Auch der Alkoholkonsum wird schon seit Jahren auf verschiedenen Wegen eingeschränkt. Die Steuern steigen stetig, Verkaufslizenzen werden eingeschränkt und lokal begrenzte Verbote nehmen zu. Möglicherweise verhindert nur die wichtige Rolle des Tourismus weitergehende Alkoholverbote.

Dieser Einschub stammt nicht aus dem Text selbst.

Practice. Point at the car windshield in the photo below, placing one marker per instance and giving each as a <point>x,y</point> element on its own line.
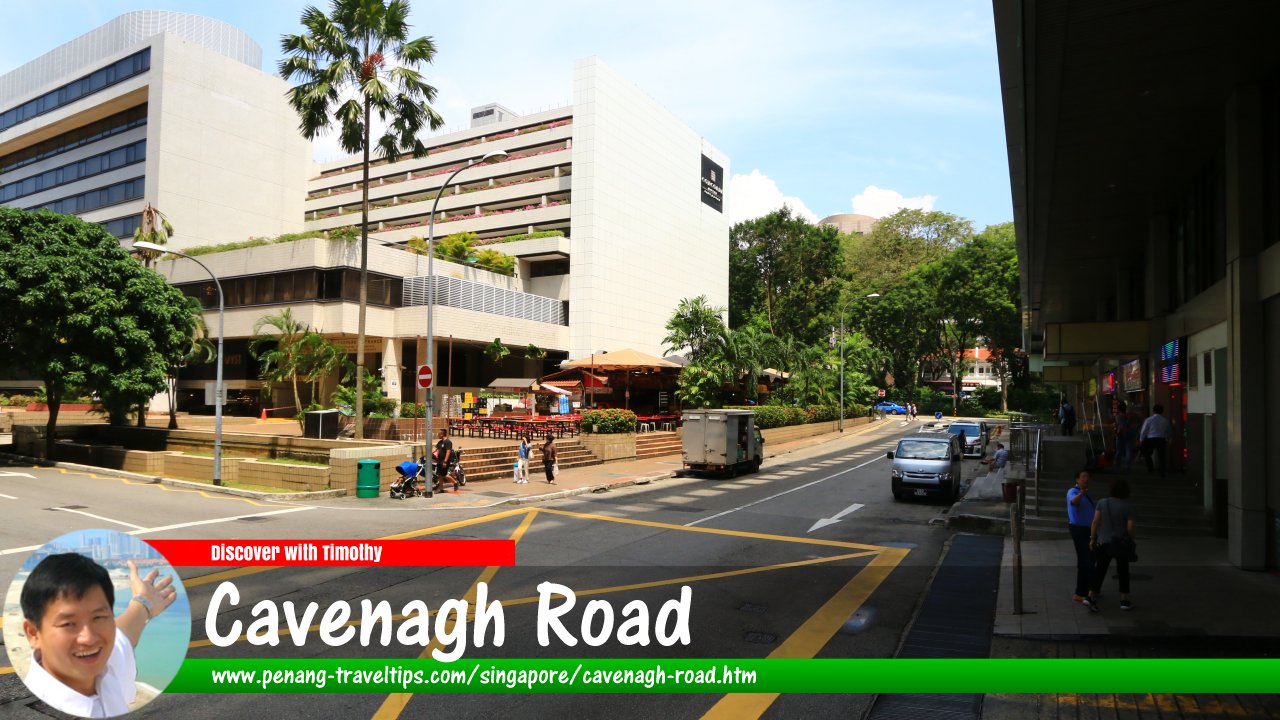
<point>922,450</point>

Doch gelegentlich wird den Islamisten ein demonstratives Zugeständnis gemacht. Etwa die Umwandlung der Hagia Sophia in eine Moschee oder die plötzliche Aufkündigung der Istanbul-Konvention zur Verhütung und Bekämpfung von Gewalt gegen Frauen und häuslicher Gewalt, die Erdoğans Regierung einst als erste ratifiziert hatte – und nun eben das Alkoholverbot gerade im Fastenmonat Ramadan.

Womöglich versucht Erdoğan, seine Anhänger mit solchen Gesten zufriedenzustellen, weil sich in anderen Bereichen die Probleme häufen. Die Lira rutscht seit zwei Jahren von einem Tief ins nächste. Die Pandemiebekämpfung verläuft noch chaotischer als andernorts. Im Frühjahr vorigen Jahres wurde eine zweitägige totale Ausgangssperre zwei Stunden vor Beginn verkündet, woraufhin die Menschen die Lebensmittelgeschäfte stürmten. Im Sommer musste der Gesundheitsminister zugeben, dass 800 00 Infektionen zu wenig gezählt worden waren. Vorige Woche gab es plötzlich keinen Impfstoff mehr, Zweitimpfungen wurden telefonisch abgesagt. Ein paar Stunden später hieß es, dass doch alle Termine wahrgenommen werden können. Ein Alkoholverbot wird die Lage nicht verbessern, aber einigen Menschen ein Mittel rauben, sie zu ertragen.